Deputy Grealish said that the whole public procurement system had to be overhauled, “where you put the local company and local jobs first”.
“We can’t put up with the situation in Galway where you have companies who are paying thousands of euro in rates every year to the local council but they cannot sell a biro to them.
“With public procurement, it’s now inevitably done by an international company that supplies all the public offices, as in the city councils, the county councils, the government departments.
“All the schools are covered under this too. The national school, the secondary school, they cannot go to the local stationary shop to buy a biro or a ruler, they have to go through the public procurement system.
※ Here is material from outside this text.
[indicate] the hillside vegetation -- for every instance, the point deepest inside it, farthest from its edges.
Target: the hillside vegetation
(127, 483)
It’s bureaucracy gone mad.
“You have articulated lorries coming down from Belfast on a Monday morning, supplying Galway County Council and Galway City Council, the hospital and everywhere else with all the stationery, driving past the doors of local companies who pay a fortune in local rates, taxes and charges.”
Deputy Grealish said that he had raised the issue previously with the Taoiseach during Leaders’ Questions in the Dáil, where the response was that centralised public procurement was used to save taxpayers’ money.
“But the reality is that this is actually costing the taxpayers money, because some of these local companies, unfortunately, have had to let go staff, because they weren’t able to tender for the contract,” he added.
He pointed out that France had found a way around the public procurement rules, which are largely laid down by the EU, by dividing the country into regions, with each keeping its spend below a certain level.
“We simply have to find some similar way out of this … one way or another, we must have a complete overhaul of the public procurement system, where we put local jobs first and end the current ridiculous situation,” said Deputy Grealish.